For some, I daresay many, people, Meloy’s lyrics are one of the principle charms of the band’s work. One might even go so far as to say a hallmark. At this point, allow me to pause and make a couple of things clear: 1) I am merely a casual Decemberists fan, and not a crazed zealot leaping to their defense guns a-blazing, and 2) I have a noted predilection for the sort of dated diction Tucker finds so objectionable.
(In fact, pursuant to the latter point, I had a story workshopped yesterday and a classmate pointed out that my teen character used “outdated language.” Aghast at this thought, I revisited the dialogue and realized that the language was not outdated per se, but rather stylized diction/syntax in this general, twee vein. So.) (That won’t be changing in revision.)
If the history of the American sentence were a John Ford movie, its second act would conclude with the young Ernest [Hemingway, natch] walking into a saloon, finding an etiolated Henry James slumped at the bar in a haze of indecision, and shooting him dead. The terse, declarative sentence in all its masculine hardness routed the passive involutions of a higher, denser style.
Haslett points out the enduring influence of our friends, Mm. Strunk and White: “’Do not overwrite,’ [White] instructed. ‘Rich, ornate prose is hard to digest, generally unwholesome, and sometimes nauseating.’” It’s not that I don’t agree with this sentiment (I would not call myself a James fan, for instance). It’s just that sometimes ornamentation and excess – maximalism, if you will – can be a real pleasure to read. And from what I gather, Fish argues in his book that the form of a sentence informs its meaning and cites a host of satisfying examples, which Haslett does as well.

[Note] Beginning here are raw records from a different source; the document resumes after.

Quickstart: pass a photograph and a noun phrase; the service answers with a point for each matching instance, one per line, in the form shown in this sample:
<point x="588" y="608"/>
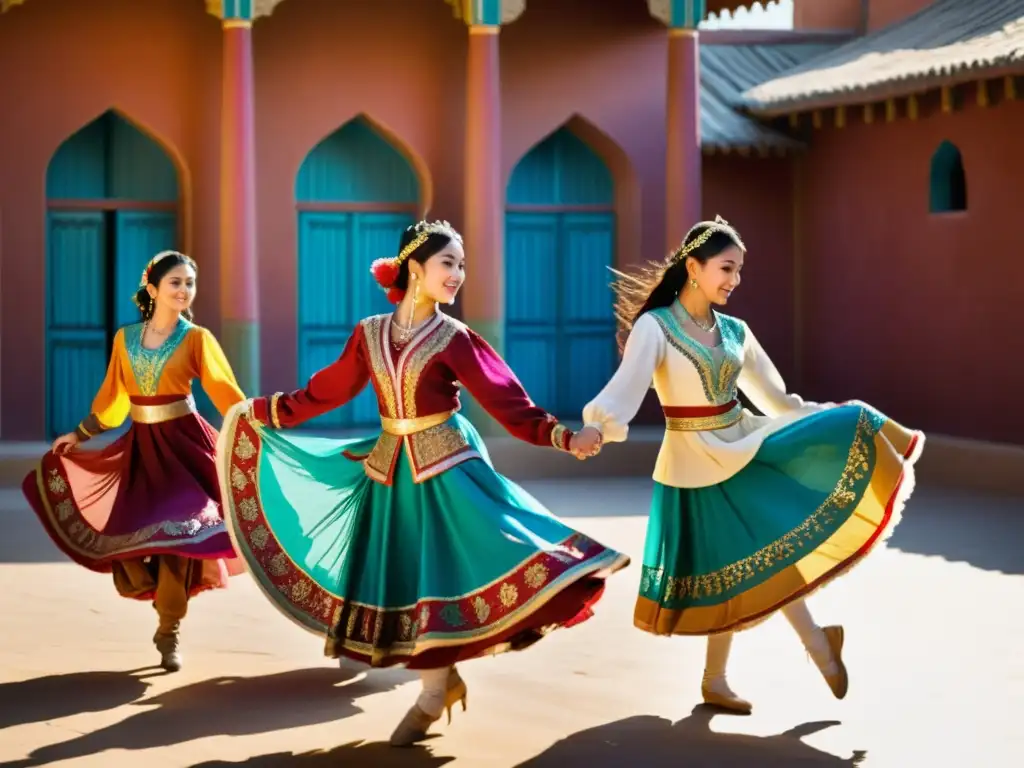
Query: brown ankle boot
<point x="167" y="644"/>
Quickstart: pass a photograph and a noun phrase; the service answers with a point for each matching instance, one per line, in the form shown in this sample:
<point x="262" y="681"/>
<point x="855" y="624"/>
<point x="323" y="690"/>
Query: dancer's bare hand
<point x="586" y="442"/>
<point x="65" y="443"/>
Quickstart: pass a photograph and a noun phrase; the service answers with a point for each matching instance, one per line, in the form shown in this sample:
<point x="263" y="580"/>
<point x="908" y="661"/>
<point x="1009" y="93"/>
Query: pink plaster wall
<point x="318" y="66"/>
<point x="914" y="312"/>
<point x="160" y="66"/>
<point x="884" y="12"/>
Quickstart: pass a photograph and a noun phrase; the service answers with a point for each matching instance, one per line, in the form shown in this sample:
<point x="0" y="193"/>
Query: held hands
<point x="586" y="442"/>
<point x="65" y="443"/>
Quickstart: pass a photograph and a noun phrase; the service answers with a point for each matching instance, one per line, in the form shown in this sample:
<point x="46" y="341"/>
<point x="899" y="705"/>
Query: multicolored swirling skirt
<point x="153" y="492"/>
<point x="818" y="496"/>
<point x="463" y="564"/>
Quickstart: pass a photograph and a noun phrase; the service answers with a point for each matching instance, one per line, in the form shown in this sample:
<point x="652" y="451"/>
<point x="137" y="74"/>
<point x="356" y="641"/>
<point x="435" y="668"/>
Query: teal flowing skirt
<point x="426" y="573"/>
<point x="817" y="497"/>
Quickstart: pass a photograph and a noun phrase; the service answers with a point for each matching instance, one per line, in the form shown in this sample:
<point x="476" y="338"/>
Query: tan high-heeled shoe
<point x="723" y="700"/>
<point x="839" y="681"/>
<point x="414" y="726"/>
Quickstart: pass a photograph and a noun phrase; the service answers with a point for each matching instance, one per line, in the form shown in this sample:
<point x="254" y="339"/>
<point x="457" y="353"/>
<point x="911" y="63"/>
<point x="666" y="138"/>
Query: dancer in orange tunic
<point x="146" y="508"/>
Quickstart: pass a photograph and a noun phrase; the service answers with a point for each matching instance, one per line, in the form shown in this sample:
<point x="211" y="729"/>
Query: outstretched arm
<point x="329" y="388"/>
<point x="111" y="406"/>
<point x="215" y="373"/>
<point x="615" y="406"/>
<point x="492" y="382"/>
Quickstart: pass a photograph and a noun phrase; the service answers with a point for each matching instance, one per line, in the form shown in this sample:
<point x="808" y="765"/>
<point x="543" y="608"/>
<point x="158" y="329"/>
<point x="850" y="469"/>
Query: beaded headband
<point x="718" y="225"/>
<point x="385" y="271"/>
<point x="425" y="229"/>
<point x="144" y="280"/>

So back to the Decemberists. Here’s an example of the diction and syntax I think informing the meaning – this is from the Civil War ballad/duet “Yankee Bayonet” on The Crane Wife:
She: When I was a girl how the hills of Oconee/Made a seam to hem me in
He: There at the fair when our eyes caught, careless/Got my heart right pierced by a pin
Now, Tucker didn’t take up this example, so I’m just extrapolating here. But I argue that these “cutesy,” “19th-century locutions” aren’t “self-conscious phrasings” but essential: the song wants us, I think, to submerge into the world of the ballad. Plus, there’s a pleasing rhythm to it and it’s lovely.
Of course I realize that not every Decemberists song is a period piece, but I’ve already revealed my prejudice above, and I don’t think Ken Tucker could reason me out of my love for anachronistic language any more than I could persuade him of its pleasures. So I’m just agreeing to disagree with him, on my own here, across the void of the internets.
(It seems we need some kind of internet equivalent for “ears burning.” The pingback is just far too prosaic.)